Il a commencé à faire pousser ses propres cultures dans son sous-sol de Brooklyn. Il pense que l’odeur a incité un voisin à le dénoncer après sa deuxième récolte. En 2005, Norman a fini par plaider coupable de possession de 5 kilos de marijuana et, grâce à quelques conseils juridiques, il a bénéficié de trois ans de probation. (D’autres personnes ayant demandé les licences spéciales de New York ont passé des décennies en prison pour avoir participé à des opérations de drogue beaucoup plus importantes).

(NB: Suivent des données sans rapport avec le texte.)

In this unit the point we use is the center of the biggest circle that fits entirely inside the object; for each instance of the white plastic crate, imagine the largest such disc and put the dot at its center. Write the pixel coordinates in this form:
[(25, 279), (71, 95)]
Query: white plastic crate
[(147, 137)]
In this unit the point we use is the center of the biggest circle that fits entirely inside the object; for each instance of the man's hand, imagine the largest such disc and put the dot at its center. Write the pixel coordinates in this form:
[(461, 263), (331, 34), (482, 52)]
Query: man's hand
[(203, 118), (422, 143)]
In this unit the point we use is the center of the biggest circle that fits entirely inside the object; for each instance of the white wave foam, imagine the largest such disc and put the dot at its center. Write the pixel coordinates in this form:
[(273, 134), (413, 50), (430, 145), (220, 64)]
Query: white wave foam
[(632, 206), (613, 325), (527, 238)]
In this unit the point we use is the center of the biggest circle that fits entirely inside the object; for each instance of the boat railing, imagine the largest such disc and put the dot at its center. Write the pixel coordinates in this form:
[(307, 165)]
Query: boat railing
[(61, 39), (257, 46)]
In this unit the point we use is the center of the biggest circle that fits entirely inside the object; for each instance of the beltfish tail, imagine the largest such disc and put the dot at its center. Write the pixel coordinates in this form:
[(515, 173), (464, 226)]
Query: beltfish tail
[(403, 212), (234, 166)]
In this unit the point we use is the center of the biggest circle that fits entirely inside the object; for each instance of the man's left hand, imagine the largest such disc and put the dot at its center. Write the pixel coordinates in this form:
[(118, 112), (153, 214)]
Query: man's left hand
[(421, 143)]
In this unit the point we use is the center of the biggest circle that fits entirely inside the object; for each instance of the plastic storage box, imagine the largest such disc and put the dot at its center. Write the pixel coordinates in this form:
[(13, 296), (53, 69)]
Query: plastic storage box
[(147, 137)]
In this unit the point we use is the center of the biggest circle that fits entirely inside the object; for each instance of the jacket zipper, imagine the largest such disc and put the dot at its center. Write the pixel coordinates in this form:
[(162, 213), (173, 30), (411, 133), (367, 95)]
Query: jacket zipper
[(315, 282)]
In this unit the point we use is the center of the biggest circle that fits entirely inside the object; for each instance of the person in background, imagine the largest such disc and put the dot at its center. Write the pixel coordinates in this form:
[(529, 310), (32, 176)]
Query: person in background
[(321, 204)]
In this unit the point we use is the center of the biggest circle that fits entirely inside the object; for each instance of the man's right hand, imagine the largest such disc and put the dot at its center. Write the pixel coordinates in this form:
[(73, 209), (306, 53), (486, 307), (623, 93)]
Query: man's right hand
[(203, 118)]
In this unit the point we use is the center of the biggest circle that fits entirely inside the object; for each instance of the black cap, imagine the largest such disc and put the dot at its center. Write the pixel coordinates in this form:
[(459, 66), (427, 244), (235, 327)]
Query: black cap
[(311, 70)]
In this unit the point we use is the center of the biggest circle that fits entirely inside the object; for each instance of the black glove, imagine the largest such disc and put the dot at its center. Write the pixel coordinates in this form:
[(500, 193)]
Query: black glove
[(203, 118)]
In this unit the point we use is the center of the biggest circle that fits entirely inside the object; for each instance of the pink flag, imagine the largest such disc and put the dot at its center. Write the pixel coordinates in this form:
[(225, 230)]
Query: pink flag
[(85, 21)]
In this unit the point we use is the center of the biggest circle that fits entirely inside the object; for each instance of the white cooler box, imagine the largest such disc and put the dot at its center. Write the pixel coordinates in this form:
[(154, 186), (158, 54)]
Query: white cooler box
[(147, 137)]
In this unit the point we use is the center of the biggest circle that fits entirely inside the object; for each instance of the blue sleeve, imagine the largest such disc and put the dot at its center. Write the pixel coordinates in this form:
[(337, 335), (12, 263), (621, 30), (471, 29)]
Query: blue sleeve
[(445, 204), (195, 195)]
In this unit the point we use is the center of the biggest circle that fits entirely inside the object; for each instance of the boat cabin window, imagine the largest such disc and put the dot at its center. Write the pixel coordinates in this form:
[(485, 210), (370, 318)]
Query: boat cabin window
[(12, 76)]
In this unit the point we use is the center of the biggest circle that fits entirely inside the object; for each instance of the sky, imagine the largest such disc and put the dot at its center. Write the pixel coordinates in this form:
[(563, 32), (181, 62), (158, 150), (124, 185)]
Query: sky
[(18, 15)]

Depuis, Norman, aujourd’hui âgé de 50 ans, a développé sa propre marque de cannabis, Budega, tout en surveillant de près les marchés légaux dans des États comme la Californie et le Colorado.
Comment pense-t-il que New York va s’en sortir ? De nombreux consommateurs resteront sur le marché noir, prédit Norman. Néanmoins, les dispensaires légaux devraient attirer une clientèle et profiter d’une fenêtre de prospérité avant que le marché ne soit saturé.
« Ils vont avoir une période de trois à quatre ans. Les touristes utiliseront [les dispensaires] – et les embourgeoisés qui n’ont pas de contact local… ». Ces magasins vont faire de l’argent. »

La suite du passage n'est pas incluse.